Asia chooses liquefied gas as raw material for cracking
Industry experts have recently forecasted that naphtha supply in Asia will remain constrained over the next few years, pushing petrochemical producers to turn to liquefied petroleum gas (LPG) as an alternative feedstock for ethylene cracking. With LPG being more cost-effective, manufacturers can significantly reduce input costs and boost their profit margins.
Looking ahead, demand for naphtha is expected to outpace supply, making the shift to LPG increasingly attractive. As the petrochemical industry expands rapidly, the use of LPG as a substitute is gaining momentum, especially with growing demand from sectors like plastics and textiles.
According to a senior consultant at Nexant, while naphtha will still be the primary feedstock, Asian producers are now exploring opportunities to incorporate LPG into their operations. The expansion of cracking capacity, combined with rising end-user demand, is likely to keep naphtha demand strong over the next five years. A representative from Purvin & Gertz Singapore noted that some companies have already found that using LPG in cracker feedstocks for basic chemicals like propylene is more profitable.
Major players such as PetroChina and Formosa Petrochemical in Taiwan have confirmed that their crackers will continue to use LPG as a raw material. This shift is largely driven by the sharp rise in naphtha prices, which hit record highs of around $740 per tonne earlier this year. Similar trends are observed among Korean and Japanese cracker operators, who are also turning to LPG to manage costs.
Purvin & Gertz forecasts that global LPG supply will grow by 20% by 2010, reaching 273 million tons. This year, LPG prices—especially butane—are 11% to 13% lower than the average naphtha price, creating a significant cost advantage.

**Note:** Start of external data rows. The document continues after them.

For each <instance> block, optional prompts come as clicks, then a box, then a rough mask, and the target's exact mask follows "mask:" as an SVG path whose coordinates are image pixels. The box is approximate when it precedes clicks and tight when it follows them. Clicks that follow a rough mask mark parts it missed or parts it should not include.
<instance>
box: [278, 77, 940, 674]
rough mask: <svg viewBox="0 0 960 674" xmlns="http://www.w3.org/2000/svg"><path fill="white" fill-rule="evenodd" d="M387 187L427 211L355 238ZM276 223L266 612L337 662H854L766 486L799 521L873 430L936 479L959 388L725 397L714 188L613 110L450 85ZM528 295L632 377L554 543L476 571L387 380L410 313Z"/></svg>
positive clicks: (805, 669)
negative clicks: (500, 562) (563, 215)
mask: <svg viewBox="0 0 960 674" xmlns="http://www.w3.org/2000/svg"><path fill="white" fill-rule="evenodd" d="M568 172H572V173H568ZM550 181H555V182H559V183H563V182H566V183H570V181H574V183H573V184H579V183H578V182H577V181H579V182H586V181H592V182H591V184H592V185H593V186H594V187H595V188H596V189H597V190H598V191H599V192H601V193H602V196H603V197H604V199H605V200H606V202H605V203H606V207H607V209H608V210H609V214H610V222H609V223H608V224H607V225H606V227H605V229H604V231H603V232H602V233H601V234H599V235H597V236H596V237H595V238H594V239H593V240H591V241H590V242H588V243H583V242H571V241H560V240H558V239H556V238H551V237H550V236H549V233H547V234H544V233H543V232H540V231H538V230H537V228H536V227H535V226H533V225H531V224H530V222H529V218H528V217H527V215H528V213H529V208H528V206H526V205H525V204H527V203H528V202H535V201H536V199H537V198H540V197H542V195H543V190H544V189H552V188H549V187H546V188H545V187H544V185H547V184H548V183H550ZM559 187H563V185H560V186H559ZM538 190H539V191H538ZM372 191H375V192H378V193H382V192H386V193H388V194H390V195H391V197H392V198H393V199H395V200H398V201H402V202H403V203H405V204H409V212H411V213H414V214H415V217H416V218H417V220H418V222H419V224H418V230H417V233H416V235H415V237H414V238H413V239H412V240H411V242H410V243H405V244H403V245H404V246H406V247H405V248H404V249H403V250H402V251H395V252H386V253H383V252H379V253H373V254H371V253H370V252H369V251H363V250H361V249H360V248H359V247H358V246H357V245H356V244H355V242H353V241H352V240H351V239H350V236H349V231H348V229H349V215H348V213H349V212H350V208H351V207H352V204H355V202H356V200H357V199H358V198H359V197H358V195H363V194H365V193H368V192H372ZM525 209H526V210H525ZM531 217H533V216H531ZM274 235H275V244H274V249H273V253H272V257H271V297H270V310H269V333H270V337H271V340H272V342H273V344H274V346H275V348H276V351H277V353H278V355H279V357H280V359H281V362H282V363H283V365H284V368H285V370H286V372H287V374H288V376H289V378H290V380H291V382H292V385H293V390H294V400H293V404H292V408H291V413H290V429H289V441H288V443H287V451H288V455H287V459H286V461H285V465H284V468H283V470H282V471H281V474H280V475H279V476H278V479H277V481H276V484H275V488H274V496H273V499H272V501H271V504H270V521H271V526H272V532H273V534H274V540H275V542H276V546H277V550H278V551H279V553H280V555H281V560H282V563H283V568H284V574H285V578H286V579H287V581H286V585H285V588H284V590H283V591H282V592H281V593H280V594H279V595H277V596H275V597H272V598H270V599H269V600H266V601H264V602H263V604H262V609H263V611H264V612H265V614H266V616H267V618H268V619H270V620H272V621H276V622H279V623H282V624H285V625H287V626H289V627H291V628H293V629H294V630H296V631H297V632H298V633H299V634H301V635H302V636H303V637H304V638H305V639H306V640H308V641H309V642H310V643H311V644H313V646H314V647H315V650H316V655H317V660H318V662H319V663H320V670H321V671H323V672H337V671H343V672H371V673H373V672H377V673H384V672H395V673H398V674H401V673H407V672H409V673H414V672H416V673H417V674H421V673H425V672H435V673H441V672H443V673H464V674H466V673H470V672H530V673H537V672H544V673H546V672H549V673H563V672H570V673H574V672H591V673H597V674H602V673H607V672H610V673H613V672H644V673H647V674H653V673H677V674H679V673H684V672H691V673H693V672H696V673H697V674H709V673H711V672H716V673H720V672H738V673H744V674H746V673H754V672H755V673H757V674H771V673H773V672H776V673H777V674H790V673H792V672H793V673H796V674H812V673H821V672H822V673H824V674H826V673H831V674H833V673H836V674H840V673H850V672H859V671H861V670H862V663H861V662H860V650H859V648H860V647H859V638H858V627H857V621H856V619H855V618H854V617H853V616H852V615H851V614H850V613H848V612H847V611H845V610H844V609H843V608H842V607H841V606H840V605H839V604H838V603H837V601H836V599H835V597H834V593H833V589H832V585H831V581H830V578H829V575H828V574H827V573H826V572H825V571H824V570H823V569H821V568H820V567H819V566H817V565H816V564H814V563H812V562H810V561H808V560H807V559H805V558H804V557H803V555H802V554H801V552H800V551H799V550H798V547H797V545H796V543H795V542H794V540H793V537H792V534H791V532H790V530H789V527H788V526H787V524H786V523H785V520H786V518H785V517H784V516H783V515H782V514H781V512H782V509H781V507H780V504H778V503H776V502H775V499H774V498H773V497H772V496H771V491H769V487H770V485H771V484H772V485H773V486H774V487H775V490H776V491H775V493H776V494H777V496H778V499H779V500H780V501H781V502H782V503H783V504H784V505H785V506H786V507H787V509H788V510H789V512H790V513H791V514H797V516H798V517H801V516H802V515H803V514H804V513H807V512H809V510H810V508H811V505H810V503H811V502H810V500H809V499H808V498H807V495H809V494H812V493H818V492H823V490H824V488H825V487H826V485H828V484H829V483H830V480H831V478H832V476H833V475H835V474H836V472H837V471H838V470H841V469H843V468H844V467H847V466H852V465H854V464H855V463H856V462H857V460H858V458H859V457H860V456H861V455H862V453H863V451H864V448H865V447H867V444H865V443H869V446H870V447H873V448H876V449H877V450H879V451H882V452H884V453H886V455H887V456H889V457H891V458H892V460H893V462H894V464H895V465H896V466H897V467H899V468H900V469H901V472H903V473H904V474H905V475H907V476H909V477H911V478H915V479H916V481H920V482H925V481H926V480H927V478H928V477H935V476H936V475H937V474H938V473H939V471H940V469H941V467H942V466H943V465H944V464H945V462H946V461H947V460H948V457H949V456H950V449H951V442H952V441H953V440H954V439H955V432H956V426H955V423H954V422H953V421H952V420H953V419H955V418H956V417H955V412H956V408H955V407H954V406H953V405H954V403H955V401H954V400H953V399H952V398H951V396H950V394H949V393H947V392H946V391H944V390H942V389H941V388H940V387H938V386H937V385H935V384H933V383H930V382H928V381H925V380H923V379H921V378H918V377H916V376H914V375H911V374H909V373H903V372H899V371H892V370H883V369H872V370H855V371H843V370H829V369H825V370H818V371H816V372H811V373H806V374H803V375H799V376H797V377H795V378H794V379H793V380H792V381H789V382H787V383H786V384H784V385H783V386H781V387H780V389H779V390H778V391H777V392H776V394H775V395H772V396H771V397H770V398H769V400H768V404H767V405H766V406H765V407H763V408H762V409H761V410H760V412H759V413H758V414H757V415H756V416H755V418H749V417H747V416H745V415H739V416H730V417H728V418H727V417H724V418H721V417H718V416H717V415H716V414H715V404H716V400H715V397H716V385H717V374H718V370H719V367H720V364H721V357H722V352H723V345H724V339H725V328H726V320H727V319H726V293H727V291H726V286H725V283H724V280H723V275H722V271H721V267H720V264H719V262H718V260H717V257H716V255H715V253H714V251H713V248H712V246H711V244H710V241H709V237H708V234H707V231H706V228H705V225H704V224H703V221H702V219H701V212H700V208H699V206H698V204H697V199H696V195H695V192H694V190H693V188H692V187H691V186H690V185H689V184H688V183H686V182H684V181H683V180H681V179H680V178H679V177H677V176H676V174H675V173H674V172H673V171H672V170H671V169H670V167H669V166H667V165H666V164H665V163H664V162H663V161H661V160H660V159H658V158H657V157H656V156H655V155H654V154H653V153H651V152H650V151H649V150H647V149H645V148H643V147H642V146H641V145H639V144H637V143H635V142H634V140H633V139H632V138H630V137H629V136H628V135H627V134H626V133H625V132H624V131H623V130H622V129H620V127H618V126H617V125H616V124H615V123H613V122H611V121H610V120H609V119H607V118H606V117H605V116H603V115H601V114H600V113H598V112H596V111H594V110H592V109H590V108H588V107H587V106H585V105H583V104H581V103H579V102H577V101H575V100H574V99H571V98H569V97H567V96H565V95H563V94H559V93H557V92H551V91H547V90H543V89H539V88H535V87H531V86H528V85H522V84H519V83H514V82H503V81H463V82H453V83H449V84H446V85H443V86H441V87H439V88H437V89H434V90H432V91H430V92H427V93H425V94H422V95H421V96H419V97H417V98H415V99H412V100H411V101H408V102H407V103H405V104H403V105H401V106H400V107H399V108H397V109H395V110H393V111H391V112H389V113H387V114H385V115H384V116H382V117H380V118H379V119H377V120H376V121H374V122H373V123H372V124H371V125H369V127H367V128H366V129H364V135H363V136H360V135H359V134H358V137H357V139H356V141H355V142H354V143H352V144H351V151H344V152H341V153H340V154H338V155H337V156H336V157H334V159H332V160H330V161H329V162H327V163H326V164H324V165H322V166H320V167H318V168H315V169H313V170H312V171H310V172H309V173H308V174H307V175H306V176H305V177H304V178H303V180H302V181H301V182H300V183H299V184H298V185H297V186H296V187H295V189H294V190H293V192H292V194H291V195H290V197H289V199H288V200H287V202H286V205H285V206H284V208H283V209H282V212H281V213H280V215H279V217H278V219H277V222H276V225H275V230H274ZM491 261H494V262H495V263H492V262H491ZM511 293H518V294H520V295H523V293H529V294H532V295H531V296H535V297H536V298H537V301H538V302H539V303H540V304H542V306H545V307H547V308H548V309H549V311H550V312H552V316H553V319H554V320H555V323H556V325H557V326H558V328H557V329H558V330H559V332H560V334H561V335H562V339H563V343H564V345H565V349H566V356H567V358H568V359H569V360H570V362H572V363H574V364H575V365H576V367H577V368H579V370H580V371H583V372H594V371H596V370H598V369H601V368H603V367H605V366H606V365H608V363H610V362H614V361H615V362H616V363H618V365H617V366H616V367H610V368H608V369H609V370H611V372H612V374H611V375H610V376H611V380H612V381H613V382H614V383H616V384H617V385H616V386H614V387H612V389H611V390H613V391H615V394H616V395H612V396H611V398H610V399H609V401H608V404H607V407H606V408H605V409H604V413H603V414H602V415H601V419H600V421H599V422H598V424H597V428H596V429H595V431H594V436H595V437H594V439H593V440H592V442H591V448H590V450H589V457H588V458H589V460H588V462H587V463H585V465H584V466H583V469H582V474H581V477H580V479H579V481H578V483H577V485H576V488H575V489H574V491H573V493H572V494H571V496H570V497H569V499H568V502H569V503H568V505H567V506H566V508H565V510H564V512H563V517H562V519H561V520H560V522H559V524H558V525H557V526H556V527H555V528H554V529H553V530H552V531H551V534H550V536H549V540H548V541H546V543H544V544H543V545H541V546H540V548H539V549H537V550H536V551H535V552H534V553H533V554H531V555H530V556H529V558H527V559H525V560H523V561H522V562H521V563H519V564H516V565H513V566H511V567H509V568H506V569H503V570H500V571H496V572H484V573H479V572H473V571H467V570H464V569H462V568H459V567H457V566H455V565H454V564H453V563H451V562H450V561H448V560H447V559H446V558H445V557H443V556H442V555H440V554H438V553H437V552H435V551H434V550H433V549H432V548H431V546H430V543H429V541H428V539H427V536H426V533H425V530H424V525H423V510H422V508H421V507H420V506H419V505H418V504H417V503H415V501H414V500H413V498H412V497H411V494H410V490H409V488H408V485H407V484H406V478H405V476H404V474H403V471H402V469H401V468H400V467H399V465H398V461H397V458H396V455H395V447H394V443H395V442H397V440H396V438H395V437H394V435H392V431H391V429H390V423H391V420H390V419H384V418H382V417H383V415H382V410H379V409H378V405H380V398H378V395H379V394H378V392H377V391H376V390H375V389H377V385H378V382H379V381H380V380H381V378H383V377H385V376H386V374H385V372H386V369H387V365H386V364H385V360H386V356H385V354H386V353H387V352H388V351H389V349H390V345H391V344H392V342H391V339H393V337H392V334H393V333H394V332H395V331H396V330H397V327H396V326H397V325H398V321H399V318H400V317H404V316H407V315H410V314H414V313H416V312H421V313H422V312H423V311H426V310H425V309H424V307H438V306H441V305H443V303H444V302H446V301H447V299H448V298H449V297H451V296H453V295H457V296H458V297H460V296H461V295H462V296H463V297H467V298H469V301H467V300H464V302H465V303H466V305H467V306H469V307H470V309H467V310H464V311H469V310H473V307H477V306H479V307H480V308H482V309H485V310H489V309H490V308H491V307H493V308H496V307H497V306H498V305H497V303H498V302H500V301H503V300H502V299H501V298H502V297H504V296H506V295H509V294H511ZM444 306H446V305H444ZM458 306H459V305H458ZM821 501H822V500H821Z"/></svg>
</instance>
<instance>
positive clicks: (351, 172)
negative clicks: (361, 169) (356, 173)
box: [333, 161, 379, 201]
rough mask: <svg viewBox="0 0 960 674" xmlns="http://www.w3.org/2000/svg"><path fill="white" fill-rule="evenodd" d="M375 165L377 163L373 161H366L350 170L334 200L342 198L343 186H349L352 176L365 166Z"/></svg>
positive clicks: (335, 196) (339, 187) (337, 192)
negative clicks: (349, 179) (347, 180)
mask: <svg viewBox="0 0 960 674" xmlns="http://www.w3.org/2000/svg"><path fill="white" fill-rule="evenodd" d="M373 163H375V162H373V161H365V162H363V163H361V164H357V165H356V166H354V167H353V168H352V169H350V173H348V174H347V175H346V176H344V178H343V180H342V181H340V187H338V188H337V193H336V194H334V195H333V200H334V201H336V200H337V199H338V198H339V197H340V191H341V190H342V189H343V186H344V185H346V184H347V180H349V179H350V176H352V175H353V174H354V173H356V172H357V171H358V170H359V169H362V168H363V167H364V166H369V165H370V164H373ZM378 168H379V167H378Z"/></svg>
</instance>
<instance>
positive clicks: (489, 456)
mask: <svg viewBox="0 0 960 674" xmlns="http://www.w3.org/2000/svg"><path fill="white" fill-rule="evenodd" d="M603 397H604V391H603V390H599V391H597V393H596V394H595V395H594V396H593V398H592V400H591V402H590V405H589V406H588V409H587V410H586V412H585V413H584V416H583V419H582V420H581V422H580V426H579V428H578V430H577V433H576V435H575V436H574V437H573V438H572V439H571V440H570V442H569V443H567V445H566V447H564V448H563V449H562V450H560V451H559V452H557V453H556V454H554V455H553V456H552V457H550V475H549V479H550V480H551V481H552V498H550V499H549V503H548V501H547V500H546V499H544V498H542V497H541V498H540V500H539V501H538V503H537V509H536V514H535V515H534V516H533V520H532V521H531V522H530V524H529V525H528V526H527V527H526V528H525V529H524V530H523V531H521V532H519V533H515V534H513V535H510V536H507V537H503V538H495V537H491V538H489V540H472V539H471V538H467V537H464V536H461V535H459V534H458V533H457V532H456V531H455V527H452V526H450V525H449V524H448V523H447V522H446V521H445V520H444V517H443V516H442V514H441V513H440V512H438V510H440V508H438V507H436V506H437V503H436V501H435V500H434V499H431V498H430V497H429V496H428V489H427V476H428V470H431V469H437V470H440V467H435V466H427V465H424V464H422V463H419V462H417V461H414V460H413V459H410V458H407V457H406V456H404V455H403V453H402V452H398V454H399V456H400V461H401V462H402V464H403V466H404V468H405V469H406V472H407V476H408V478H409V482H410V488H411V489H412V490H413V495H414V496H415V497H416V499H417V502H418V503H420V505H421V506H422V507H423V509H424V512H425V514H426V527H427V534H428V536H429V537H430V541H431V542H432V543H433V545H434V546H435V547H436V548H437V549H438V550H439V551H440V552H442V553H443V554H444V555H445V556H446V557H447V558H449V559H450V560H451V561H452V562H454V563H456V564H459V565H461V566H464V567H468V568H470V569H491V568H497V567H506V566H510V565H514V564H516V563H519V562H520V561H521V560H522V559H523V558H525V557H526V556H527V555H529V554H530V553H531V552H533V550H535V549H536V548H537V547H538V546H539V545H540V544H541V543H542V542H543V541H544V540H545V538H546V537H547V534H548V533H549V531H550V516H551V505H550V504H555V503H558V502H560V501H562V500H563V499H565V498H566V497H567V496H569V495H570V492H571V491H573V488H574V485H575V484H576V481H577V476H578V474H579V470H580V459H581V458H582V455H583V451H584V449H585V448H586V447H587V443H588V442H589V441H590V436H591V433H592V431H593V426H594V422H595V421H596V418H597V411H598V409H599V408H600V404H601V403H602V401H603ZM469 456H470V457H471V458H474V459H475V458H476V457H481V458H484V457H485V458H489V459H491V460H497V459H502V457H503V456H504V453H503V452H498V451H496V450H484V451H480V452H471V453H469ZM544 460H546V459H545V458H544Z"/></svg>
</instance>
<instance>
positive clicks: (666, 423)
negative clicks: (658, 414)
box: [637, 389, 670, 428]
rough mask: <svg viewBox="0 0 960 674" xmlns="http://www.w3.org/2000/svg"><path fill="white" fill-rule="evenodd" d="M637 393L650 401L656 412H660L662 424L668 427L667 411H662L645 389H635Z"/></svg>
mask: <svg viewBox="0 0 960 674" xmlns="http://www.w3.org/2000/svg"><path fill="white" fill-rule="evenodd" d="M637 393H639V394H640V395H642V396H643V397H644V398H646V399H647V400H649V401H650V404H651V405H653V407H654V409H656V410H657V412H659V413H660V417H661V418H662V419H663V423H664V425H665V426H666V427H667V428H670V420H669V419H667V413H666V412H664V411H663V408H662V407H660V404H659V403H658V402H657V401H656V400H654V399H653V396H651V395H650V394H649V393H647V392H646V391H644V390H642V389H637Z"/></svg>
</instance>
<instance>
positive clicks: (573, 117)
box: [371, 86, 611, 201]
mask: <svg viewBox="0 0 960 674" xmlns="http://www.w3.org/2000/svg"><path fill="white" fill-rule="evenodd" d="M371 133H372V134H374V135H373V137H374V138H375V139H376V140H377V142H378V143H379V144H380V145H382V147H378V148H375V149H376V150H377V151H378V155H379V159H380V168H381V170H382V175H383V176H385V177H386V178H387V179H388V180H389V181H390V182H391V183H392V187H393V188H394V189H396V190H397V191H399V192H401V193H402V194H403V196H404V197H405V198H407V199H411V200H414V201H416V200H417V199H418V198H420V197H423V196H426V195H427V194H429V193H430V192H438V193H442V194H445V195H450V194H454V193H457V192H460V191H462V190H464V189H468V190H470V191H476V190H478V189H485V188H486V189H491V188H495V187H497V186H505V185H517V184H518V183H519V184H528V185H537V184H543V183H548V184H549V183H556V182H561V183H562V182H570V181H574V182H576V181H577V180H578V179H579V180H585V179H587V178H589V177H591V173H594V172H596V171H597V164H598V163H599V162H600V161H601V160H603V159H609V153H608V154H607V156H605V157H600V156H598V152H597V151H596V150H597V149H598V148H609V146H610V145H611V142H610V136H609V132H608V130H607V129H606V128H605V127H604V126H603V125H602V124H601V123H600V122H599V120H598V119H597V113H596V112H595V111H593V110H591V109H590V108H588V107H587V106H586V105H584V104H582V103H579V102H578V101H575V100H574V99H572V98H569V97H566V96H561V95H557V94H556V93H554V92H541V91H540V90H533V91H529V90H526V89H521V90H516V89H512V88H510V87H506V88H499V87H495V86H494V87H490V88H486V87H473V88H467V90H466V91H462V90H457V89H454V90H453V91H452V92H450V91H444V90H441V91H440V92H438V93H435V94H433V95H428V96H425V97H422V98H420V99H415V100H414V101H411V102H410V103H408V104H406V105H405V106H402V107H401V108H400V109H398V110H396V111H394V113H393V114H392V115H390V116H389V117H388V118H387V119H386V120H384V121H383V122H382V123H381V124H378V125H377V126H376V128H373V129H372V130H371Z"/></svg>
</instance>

This price differential is prompting petrochemical firms heavily reliant on naphtha to reevaluate their feedstock strategies, particularly for new projects that should consider diversifying their raw material sources.
In response, Japanese firms like Showa Denko and Mitsui Chemicals are planning to increase the share of non-naphtha feedstocks to between 30% and 50% of their total requirements, signaling a long-term shift toward more flexible and cost-efficient production models.